Rachel turned. “Of course.”
Ember’s voice was calm, but tight. “I came to check on him.”
“Join the club.” Rachel grabbed her purse. “I’m leaving.”
“Wait,” I croaked.
Rachel paused, halfway out the door.
My voice was rough, but I forced it out. “You both came.”
Rachel’s lip trembled. “Don’t read too much into it.”
Then she was gone.
Ember stayed frozen for a beat, then slowly approached the bed. “You scared the hell out of me.”
“I’m hard to kill.”
“Not from where I’m standing.” She looked down at my arm, the IV taped to my skin. “Villain… I’m sorry.
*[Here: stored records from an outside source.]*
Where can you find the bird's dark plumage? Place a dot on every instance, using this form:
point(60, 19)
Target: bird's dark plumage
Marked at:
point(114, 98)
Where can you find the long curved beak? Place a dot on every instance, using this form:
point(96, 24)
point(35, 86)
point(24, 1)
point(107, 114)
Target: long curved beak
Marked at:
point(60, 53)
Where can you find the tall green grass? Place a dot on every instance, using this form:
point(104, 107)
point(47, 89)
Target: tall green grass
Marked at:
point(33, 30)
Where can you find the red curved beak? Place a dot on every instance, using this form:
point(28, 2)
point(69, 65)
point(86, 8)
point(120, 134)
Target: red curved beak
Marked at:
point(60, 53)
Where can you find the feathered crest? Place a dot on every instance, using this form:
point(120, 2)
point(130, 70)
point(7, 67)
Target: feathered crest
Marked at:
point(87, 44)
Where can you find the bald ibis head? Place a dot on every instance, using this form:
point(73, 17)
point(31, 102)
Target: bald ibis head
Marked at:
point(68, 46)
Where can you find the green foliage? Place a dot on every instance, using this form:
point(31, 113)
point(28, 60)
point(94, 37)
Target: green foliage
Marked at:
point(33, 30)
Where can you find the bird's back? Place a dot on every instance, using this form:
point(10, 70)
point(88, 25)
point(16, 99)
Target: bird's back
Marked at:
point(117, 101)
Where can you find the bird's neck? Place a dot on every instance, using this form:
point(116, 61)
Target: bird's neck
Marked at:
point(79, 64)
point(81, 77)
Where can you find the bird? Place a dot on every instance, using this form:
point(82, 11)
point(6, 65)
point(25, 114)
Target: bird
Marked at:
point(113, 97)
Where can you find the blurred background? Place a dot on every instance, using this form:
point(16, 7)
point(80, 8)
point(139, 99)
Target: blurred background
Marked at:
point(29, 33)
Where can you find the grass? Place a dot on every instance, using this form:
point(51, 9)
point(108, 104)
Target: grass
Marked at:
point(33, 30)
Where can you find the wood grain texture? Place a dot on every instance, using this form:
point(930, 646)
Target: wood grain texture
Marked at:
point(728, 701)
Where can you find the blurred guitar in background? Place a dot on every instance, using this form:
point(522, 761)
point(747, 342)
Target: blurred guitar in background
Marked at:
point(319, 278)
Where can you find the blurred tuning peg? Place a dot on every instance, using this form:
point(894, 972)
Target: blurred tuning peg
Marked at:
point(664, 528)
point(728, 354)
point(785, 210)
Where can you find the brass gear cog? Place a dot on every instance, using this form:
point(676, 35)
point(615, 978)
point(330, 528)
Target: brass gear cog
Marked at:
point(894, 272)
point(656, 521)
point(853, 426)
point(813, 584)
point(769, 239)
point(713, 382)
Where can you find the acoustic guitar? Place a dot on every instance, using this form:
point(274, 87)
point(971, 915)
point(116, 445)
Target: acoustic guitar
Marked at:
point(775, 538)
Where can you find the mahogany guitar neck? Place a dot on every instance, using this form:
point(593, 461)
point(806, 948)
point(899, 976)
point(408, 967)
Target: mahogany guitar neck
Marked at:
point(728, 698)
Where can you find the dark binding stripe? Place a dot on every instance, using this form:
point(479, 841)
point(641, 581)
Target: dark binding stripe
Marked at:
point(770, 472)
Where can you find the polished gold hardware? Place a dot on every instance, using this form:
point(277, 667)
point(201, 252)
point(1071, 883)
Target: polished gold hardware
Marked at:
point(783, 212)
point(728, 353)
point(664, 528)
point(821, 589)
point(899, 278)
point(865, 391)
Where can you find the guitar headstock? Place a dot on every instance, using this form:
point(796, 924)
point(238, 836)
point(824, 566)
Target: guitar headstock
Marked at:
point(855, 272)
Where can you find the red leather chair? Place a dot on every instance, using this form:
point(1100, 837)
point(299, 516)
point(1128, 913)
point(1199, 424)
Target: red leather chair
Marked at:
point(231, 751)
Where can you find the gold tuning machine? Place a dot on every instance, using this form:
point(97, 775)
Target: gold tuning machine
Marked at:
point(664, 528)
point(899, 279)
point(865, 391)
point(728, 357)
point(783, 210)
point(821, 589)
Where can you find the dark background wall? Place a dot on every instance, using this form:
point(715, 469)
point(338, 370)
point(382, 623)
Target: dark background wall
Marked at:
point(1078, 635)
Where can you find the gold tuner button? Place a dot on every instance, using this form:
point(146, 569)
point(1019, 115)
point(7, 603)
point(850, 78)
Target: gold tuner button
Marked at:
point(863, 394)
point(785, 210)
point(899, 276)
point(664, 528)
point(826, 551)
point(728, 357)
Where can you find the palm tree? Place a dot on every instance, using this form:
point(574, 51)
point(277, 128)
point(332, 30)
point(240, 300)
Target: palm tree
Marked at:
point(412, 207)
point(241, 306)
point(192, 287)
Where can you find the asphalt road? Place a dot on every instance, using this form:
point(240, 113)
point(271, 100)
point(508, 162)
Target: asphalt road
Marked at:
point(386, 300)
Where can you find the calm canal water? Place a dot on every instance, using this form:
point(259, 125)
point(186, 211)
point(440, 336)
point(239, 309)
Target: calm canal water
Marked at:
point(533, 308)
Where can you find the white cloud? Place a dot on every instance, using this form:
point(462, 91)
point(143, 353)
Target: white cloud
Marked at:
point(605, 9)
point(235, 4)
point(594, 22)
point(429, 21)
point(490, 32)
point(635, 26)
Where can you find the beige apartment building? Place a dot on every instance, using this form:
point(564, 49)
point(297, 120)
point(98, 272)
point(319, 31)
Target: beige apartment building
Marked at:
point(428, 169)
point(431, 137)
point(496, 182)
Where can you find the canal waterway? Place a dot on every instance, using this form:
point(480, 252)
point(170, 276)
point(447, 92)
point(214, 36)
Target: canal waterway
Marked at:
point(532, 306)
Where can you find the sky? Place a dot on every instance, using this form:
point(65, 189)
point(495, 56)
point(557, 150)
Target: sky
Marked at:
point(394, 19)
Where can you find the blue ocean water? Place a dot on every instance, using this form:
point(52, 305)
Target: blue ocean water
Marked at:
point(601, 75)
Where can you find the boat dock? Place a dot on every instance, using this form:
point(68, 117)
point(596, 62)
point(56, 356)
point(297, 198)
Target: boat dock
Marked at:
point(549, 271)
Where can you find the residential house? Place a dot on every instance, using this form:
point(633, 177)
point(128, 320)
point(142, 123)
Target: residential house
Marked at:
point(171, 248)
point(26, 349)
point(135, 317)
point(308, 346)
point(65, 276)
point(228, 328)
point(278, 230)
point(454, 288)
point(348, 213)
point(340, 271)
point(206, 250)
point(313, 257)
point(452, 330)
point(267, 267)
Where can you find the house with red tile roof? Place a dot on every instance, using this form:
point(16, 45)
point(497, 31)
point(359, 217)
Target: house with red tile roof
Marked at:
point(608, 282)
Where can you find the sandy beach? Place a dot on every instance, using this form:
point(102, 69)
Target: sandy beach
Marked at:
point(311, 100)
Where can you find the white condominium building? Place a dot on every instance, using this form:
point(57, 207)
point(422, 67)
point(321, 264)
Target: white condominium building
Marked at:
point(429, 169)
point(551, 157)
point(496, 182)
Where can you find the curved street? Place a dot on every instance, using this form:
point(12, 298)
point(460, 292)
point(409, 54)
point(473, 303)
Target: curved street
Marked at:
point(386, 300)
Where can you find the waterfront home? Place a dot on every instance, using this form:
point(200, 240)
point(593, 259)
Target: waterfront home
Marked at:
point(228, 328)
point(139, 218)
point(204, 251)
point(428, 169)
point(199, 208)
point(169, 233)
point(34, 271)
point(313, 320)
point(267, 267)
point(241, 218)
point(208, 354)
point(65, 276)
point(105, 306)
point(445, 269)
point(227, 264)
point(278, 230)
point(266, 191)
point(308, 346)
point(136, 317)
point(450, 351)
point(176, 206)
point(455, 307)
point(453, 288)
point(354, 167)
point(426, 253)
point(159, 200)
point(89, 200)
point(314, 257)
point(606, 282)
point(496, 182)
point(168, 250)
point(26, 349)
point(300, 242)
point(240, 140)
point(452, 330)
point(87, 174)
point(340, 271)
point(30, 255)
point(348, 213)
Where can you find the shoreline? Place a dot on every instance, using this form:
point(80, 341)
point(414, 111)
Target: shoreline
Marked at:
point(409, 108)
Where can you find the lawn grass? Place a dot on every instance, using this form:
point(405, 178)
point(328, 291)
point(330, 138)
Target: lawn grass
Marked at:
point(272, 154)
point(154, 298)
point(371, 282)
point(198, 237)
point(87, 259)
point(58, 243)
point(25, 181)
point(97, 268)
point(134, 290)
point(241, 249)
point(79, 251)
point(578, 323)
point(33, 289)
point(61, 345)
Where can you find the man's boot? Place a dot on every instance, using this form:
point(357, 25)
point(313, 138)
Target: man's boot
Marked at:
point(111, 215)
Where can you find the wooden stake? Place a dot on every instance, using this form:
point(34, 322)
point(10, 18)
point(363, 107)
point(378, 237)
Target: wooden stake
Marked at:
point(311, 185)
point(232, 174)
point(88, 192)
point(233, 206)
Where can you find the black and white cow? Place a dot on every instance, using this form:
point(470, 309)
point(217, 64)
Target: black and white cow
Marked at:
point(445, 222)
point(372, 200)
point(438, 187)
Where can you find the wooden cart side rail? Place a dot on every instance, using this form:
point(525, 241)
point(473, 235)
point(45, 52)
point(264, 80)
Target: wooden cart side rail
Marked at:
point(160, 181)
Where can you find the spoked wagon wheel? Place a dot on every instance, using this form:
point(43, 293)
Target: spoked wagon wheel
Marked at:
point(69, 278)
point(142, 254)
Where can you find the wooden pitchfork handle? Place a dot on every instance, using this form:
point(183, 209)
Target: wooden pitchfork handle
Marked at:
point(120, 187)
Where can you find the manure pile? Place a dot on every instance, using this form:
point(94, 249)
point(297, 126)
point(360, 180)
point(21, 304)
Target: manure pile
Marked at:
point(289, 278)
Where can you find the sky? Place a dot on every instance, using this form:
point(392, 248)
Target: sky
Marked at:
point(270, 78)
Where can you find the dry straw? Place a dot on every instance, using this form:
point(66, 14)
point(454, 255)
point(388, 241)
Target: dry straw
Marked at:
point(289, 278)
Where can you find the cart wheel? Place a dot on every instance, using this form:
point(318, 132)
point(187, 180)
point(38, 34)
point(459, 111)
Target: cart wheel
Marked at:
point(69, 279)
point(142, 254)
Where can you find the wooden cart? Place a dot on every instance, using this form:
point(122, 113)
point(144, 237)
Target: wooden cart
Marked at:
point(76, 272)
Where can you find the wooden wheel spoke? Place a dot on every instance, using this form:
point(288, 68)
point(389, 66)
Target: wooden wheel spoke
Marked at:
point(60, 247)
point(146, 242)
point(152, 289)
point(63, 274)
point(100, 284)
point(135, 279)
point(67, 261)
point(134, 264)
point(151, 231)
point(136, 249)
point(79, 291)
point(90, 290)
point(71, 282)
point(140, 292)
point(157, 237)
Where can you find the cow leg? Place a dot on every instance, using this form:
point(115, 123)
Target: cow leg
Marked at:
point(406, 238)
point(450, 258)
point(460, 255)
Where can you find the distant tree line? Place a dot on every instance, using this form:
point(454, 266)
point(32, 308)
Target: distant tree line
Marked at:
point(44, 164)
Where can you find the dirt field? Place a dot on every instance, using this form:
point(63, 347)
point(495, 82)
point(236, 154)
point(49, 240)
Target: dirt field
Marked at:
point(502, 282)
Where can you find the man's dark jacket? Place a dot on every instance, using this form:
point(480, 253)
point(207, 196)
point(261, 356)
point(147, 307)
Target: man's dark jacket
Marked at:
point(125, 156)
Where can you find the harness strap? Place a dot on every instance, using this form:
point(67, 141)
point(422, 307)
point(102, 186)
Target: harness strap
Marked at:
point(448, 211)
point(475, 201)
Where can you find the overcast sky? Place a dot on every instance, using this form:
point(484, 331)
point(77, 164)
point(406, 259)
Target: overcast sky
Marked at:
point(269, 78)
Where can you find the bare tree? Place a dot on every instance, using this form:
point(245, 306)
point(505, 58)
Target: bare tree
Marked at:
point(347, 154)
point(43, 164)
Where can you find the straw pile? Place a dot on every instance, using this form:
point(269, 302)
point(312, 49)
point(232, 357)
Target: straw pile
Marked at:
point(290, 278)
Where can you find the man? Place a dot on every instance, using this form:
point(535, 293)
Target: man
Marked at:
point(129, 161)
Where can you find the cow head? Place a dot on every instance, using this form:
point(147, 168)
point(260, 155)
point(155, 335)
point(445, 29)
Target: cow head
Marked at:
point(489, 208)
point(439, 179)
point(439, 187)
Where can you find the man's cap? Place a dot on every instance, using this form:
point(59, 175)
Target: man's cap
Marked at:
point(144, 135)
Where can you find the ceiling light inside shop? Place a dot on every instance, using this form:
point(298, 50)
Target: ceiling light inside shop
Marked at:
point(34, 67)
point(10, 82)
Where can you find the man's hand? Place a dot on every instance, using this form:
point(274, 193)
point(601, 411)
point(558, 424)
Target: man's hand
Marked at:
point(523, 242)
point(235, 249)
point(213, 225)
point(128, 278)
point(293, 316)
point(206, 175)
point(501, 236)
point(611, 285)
For everything. I didn’t mean for it to get this far.”
“It always gets this far.”
She reached out and brushed hair from my face, gentle and intimate. “You don’t always have to be the one who bleeds.”
I closed my eyes.
For the first time in a long time, I didn’t have the strength to be him, the cold bastard, the untouchable. I just felt tired. Fractured.
“What happens now?” I asked.
She didn’t answer.
Just sat beside me, curled her hand in mine, and whispered, “We wait.”